Auf dem Weg zu ihrer neuen Anstellung in einem Mädcheninternat landet die junge Marianne auf dem Schloss der Gräfin Meinster. Durch Zufall entdeckt sie deren Sohn in einem abgelegenen Winkel des Gebäudes- angekettet und nicht fähig sein Zimmer zu verlassen. Aus Mitleid hilft sie ihm seine Ketten zu entfernen und befreit so den Vampir. Diesem fallen neben seiner Mutter fortan Mädchen aus der näheren Umgebung zum Opfer und nur einer scheint ihm Einhalt gebieten zu können- Dr. van Helsing…
Nach dem sehr guten Vorgängerwerk scheint dieser Film an etlichen Schwächen zu leiden, die es ihm nicht möglich machen, als gelungene Fortsetzung durchzugehen.

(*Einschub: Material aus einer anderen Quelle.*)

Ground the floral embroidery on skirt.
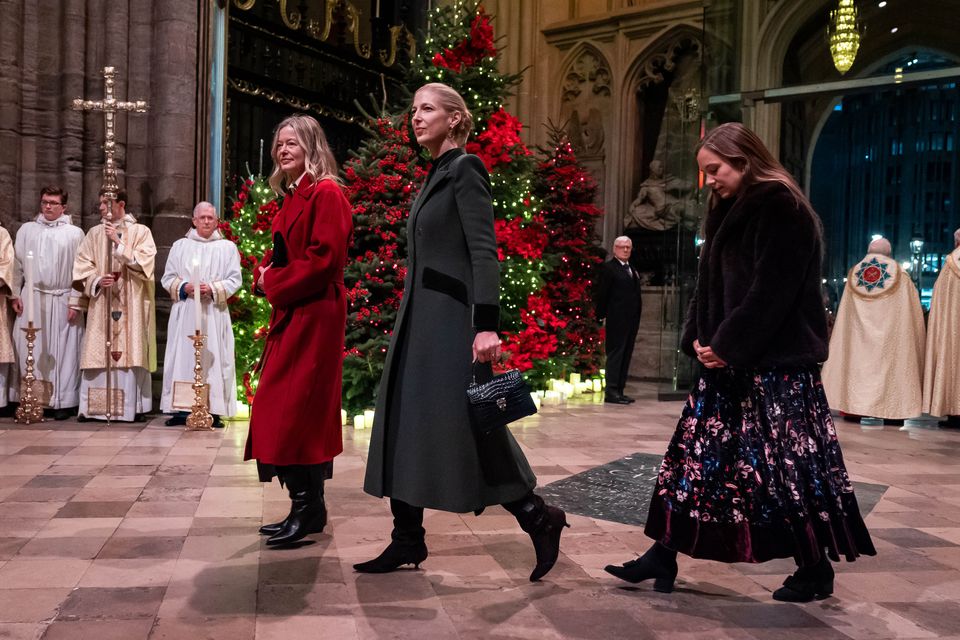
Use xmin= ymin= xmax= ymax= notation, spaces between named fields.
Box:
xmin=645 ymin=366 xmax=876 ymax=565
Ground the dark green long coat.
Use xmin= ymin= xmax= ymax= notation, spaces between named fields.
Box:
xmin=364 ymin=149 xmax=536 ymax=513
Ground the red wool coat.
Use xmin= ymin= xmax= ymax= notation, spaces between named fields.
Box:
xmin=244 ymin=175 xmax=353 ymax=465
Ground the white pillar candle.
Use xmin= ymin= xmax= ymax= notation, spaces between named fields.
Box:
xmin=190 ymin=258 xmax=203 ymax=333
xmin=21 ymin=251 xmax=33 ymax=326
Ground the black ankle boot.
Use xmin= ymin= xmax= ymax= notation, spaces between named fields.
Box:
xmin=773 ymin=555 xmax=833 ymax=602
xmin=353 ymin=498 xmax=428 ymax=573
xmin=260 ymin=465 xmax=327 ymax=547
xmin=503 ymin=493 xmax=570 ymax=582
xmin=603 ymin=542 xmax=677 ymax=593
xmin=353 ymin=540 xmax=428 ymax=573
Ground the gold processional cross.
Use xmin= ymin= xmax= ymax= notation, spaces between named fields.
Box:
xmin=73 ymin=67 xmax=147 ymax=424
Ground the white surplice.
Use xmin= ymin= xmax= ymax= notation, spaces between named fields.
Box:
xmin=160 ymin=229 xmax=242 ymax=417
xmin=10 ymin=214 xmax=83 ymax=409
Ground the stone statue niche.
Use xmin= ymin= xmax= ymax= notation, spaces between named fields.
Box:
xmin=560 ymin=48 xmax=612 ymax=210
xmin=624 ymin=51 xmax=700 ymax=231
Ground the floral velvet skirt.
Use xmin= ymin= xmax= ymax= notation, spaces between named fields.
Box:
xmin=645 ymin=366 xmax=876 ymax=566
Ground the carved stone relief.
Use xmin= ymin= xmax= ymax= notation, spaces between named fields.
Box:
xmin=560 ymin=49 xmax=612 ymax=196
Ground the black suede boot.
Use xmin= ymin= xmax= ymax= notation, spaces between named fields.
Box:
xmin=603 ymin=542 xmax=677 ymax=593
xmin=773 ymin=554 xmax=833 ymax=602
xmin=353 ymin=498 xmax=427 ymax=573
xmin=503 ymin=492 xmax=570 ymax=582
xmin=261 ymin=465 xmax=327 ymax=547
xmin=260 ymin=466 xmax=293 ymax=536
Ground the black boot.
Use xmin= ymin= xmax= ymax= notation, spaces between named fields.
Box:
xmin=603 ymin=542 xmax=677 ymax=593
xmin=353 ymin=498 xmax=427 ymax=573
xmin=261 ymin=465 xmax=327 ymax=547
xmin=260 ymin=467 xmax=293 ymax=536
xmin=773 ymin=555 xmax=833 ymax=602
xmin=503 ymin=492 xmax=570 ymax=582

Zum einen fällt der Film durch eine besonders langatmig wirkende Inszenierungsweise negativ auf. Wir vergeuden fast die kompletten ersten dreißig Minuten, bevor der Film zum springenden Punkt- der Befreiung des Vampirs- kommt. Bis dahin wird die Zeit mit mehr oder weniger belanglosem Geplauder und anderen Nebensächlichkeiten gefüllt, so dass das Weitergucken ein wenig zur Geduldsprobe verkommt. Dabei scheint die gute Marianne Danielle besonders zu Anfang mit einer Gott gegebenen Naivität gesegnet zu sein, der es zu verdanken ist, dass man ihr fast alles auftischen und so erst das Unheil seinen Lauf nehmen kann. Dem ganzen weiteren Film mangelt es an ordentlich aufgebauten Spannungsmomenten. Weder die Auftritte Draculas, noch die seiner weiblichen Brut sorgen auch nur im Geringsten für ein Gruseln beim Betrachter, wie es beim Vorgänger der Fall war. Darunter leidet dann die sonst schon stark kränkelnde Atmosphäre des Films, die in diesem Werk praktisch nicht vorhanden ist. Da kann dann auch das Ende des Films in der alten Mühle nicht mehr die Kohlen aus dem Feuer holen. Es besitzt im Grunde ein paar nette Ansätze, wie zum Beispiel den beinahe zum Vampir werdenden Doktor van Helsing und die damit einhergehende Austreibung per glühendem Eisen. Dies, genauso wie die zum Kreuzersatz umfunktionierten Mühlenblätter lassen leichte Hoffnungsschimmer aufkommen, werden dann aber durch den unmittelbar folgenden Abspann wieder zunichte gemacht.
Als weiteren Schwachpunkt des Films lässt sich dann die Schauspielerbesetzung ausmachen. Da stellt sich dem aufmerksamen Zuschauer direkt die Frage, wo der im Titel erwähnte Graf Dracula nur abgeblieben ist, denn von eben jenem und somit auch von Christopher Lee fehlt hier jede Spur. Stattdessen erleben wir den jungen David Peel in der Rolle des blutsaugenden Baron Meinster, dem einfach die Aura eines Lees abgeht. Was Peel hier abliefert mag durchaus bemüht sein, stellt jedoch im weiteren Sinne nichts anderes, als einen Kampf gegen Windmühlen dar, denn an die Klasse seines Vorgängers reicht er beim besten Willen nicht ran. Er besitzt weder die nötige physische Ausdruckskraft noch die schauspielerische Intensität, um seiner Rolle gerecht zu werden. Beim restlichen Cast verhält es sich ähnlich düster, obwohl man meint, den Namen Peter Cushing auf der Besetzungsliste gesehen zu haben. Was dieser aber in diesem Machwerk abliefert, ist nichts weiter als ein Schatten seiner Selbst. Sein Spiel wirkt blass und emotionslos und dieses Gefühl zieht sich durch den gesamten Verlauf des Films und das, obwohl man nach dem kläglich enttäuschenden Peel seine letzte Hoffnung auf Cushings Auftritt gesetzt hatte. Darüber kann dann auch das Auftauchen solch vermeintlich schrullig lustiger Charaktere wie der des Dr. Tobler (Miles Malleson) nicht hinwegtrösten, dessen Rolle man vermutlich zur Auflockerung in den Film eingebaut hat.
Insgesamt ein unwürdiger Nachfolger, der –man möge mir diese platte Phrase verzeihen- an akuter Blutarmut leidet.